Dos características que destacan del liderazgo revolucionario en Venezuela son la incompetencia y el odio. La primera se manifiesta como ineficacia en el universo de acciones o tareas que deben acometerse de modo eficiente en beneficio de la población y el país. No está demás resaltar que cuando el término se emplea en el campo económico alude por igual a empresas o sistemas de gobierno que son incapaces de operar eficazmente en el mercado. El segundo, por su lado, se nos presenta como antipatía y aversión hacia algo o hacia alguien (el opositor) cuyo mal se desea. Ambas prácticas conducen inevitablemente a la decadencia, esto es: a perder una parte importante de las condiciones o propiedades que antes constituían su fuerza, importancia o valor.

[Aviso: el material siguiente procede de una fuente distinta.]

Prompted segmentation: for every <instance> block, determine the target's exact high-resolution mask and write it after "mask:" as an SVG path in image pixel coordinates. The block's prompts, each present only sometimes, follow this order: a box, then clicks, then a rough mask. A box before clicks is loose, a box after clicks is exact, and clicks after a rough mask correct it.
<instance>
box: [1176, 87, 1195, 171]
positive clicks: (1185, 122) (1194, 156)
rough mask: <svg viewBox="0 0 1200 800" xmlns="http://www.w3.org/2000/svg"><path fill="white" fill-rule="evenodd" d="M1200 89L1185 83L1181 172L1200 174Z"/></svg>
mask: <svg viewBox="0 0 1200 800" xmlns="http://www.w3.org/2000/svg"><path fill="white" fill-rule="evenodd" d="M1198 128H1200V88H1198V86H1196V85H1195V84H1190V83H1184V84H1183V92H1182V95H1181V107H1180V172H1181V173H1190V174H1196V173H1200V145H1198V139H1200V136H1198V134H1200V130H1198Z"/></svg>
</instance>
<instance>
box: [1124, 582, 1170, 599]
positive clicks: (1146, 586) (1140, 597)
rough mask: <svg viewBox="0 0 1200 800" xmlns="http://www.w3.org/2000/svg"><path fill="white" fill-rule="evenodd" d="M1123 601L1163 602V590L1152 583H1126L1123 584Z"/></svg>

El manejo que llevó a cabo Hugo Chávez de la industria petrolera (siempre insistimos en que fue nuestra gallinita de los huevos de oro a lo largo de la gestión democrática) es una clara expresión de su incompetencia y odio a la necesaria autonomía que debía tener dicha organización. Aplicando por tanto una política de tabla rasa –esto es, una en la que su gobierno no está atado a las prácticas y regulaciones hasta entonces imperantes– puso de lado todas las prácticas de sana administración. El resultado de su aciaga política se hizo manifiesto con mayores índices de pobreza en los años subsiguientes, particularmente en la gestión de Nicolás Maduro.
Los anteriores son rasgos que marcan profundamente el proyecto político de la “revolución bonita”. No obstante eso, la mayoría de la masa votante se enganchó con el discurso revolucionario y de cambio que vendió Chávez a los venezolanos. Para quienes compartían y anhelaban una mudanza política radical, los diecinueve muertos que produjo el golpe de Estado liderado por el nieto del general Pedro Pérez Delgado, también conocido como “Maisanta”, fue solo un asunto menor.
Hay que reconocerlo: la mayoría de los electores votaron por Chávez. Ellos disfrutaron las mieles de la revolución bonita en sus tiempos de bonanza. Poco les importó la perniciosa división que se produjo entre los aguerridos opositores al régimen y los seguidores del gobierno revolucionario.
Es por eso y por la enorme capacidad de olvido de los seres humanos, que se hace necesario recordar de cuando en cuando el terrible error de muchos compatriotas al apoyar la “revolución bonita”. Sobre todo, hay que aprender a no dejarse llevar por los engañosos cantos de sirena.